言われてみれば,浮動小数点数で表すことのできる精度には限界があるので,角度の小さい範囲では角度の変化に対するcosの変化量が少なくacosで求める精度は悪化しそうです.
実際にどれくらいずれるのか
32bit浮動小数点数で計算した場合どれくらいずれるのか,実際に計算してみました.
計算に使ったプログラムはこちら
fn main() {
println!("i, theta[rad], theta[deg], from acos, from atan2");
for i in 0..=10000 {
let theta_rad = std::f32::consts::PI * i as f32 / 10000.;
let theta_deg = theta_rad * 180. / std::f32::consts::PI;
let cos = theta_rad.cos();
let sin = theta_rad.sin();
println!(
"{}, {}, {}, {}, {}",
i,
theta_rad,
theta_deg,
cos.acos(),
f32::atan2(sin, cos)
);
}
println!("Finish!");
}
0~180度の範囲の10000点でそれぞれacosとatan2で角度を求めてみました.
結果をプロットしたものがこちら
横軸は真値の角度[degree]で縦軸がそれぞれacosで計算した場合とatan2で計算した場合の計算誤差です.
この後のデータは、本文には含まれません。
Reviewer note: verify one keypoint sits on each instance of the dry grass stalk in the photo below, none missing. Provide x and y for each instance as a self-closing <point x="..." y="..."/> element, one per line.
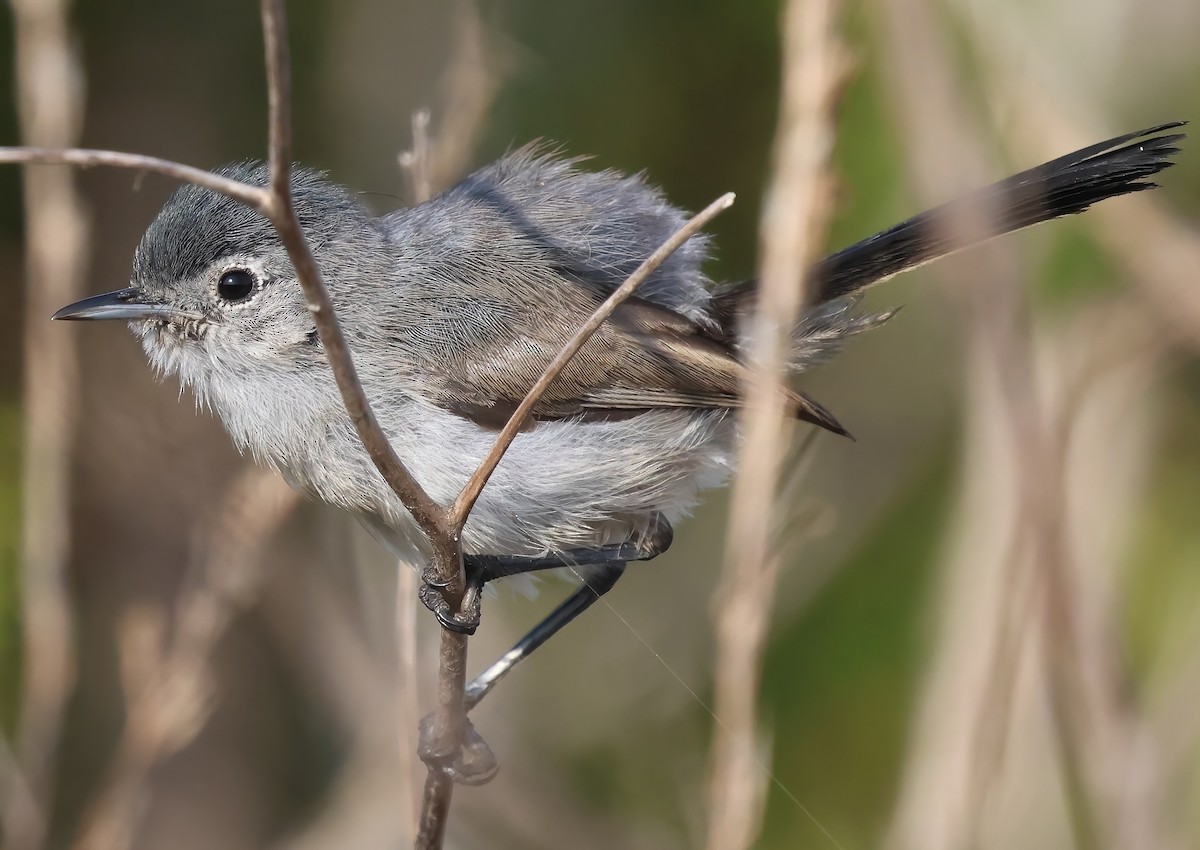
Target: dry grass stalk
<point x="57" y="249"/>
<point x="167" y="678"/>
<point x="1093" y="726"/>
<point x="793" y="227"/>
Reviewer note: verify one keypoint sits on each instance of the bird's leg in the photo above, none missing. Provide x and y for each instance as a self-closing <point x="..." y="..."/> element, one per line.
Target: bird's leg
<point x="475" y="764"/>
<point x="599" y="581"/>
<point x="607" y="563"/>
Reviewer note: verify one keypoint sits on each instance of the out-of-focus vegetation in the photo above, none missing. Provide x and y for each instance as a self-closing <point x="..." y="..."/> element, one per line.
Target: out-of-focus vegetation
<point x="603" y="736"/>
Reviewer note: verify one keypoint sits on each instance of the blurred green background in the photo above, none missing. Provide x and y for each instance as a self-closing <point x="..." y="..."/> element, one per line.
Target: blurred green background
<point x="604" y="736"/>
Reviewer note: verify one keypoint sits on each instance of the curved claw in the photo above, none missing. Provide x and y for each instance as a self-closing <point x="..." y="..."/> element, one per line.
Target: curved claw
<point x="473" y="764"/>
<point x="430" y="576"/>
<point x="463" y="622"/>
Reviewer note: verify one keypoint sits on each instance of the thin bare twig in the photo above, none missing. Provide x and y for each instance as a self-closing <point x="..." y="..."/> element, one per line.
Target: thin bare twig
<point x="277" y="207"/>
<point x="793" y="225"/>
<point x="84" y="157"/>
<point x="466" y="500"/>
atan2で求める角度の計算誤差は0度に近づくにつれて減少していっていますが,acosで求める角度の計算誤差は増加していっています.
15度以下の範囲で特に差が大きそうだったので0度から15度の範囲の10000点でプロットしてみたものがこちらです.
誤差の絶対値がかなり大きいわけではなさそうですが,使用する範囲とどれくらいの誤差範囲に収めたいかで注意する必要がありそうです.